In a large, federally-funded trial investigating niacin (vitamin B-3), researchers hoping to harness its known ability to raise HDL, or “good cholesterol,” levels to prevent heart disease were once again disappointed. After niacin was administered to patients in conjunction with cholesterol-lowering statin medications, the study was halted 18 months prematurely, due to patients' increased risk for cardiovascular events.
The trial, called AIM-HIGH, began in early 2006 and consisted of more than 3,400 patients who were taking cholesterol-lowering drugs. Some patients were also given long-acting niacin (trade name Niaspan). Researchers hoped that by combining this HDL-raising drug with statins, which lower LDL, or bad cholesterol, the result would be improved patient outcomes.

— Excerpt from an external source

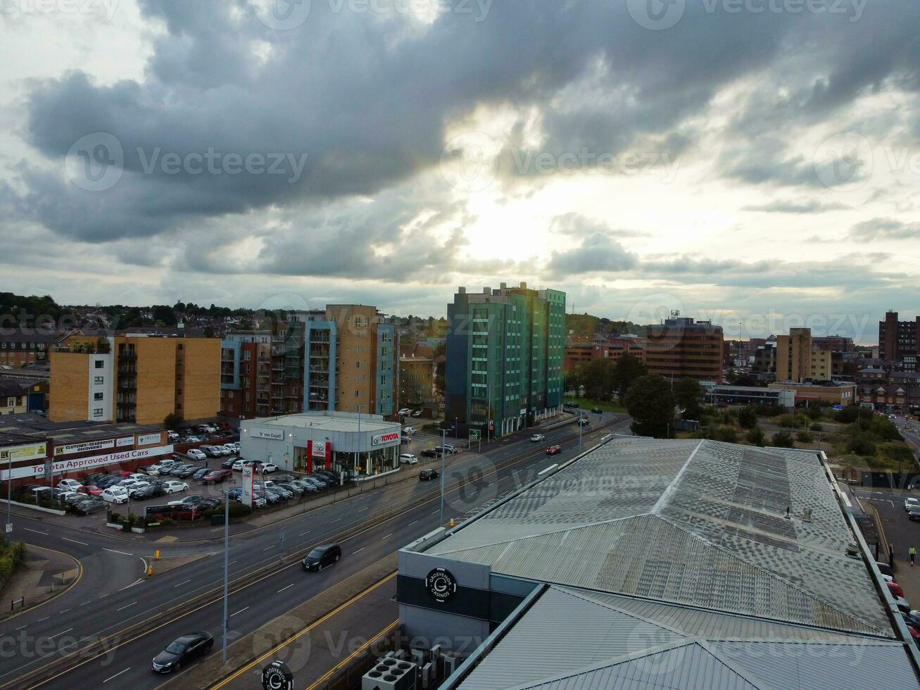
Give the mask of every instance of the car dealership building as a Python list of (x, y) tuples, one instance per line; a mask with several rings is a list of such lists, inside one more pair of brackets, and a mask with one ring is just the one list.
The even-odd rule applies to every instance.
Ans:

Unfortunately, the reverse was shown to be true. There were actually slightly more cardiovascular events (heart attacks and stroke) per year in the placebo group, compared to patients receiving Niaspan.
After reading the news story, ACSH’s Dr. Gilbert Ross was reminded of a similar trial involving Pfizer’s Torcetrapib, a drug that was intended to prevent heart disease by increasing HDL levels, but those drug trials were halted as well after it was shown that patients receiving the experimental drug had higher mortality rates compared to the control group. “Now, with the halt of the recent AIM-HIGH trial, it looks like scientists are still looking for the pot of gold at the end of the HDL rainbow,” he says. “Epidemiologically speaking, people with high HDL levels have a lower risk for cardiovascular disease, yet when you intervene with drugs to raise it, the same effect is not found.”
ACSH’s Dr. Elizabeth Whelan echoes these sentiments: “So often in medicine you are aware of the end goal, but even when you achieve it, you’re still unable to prevent the disease.”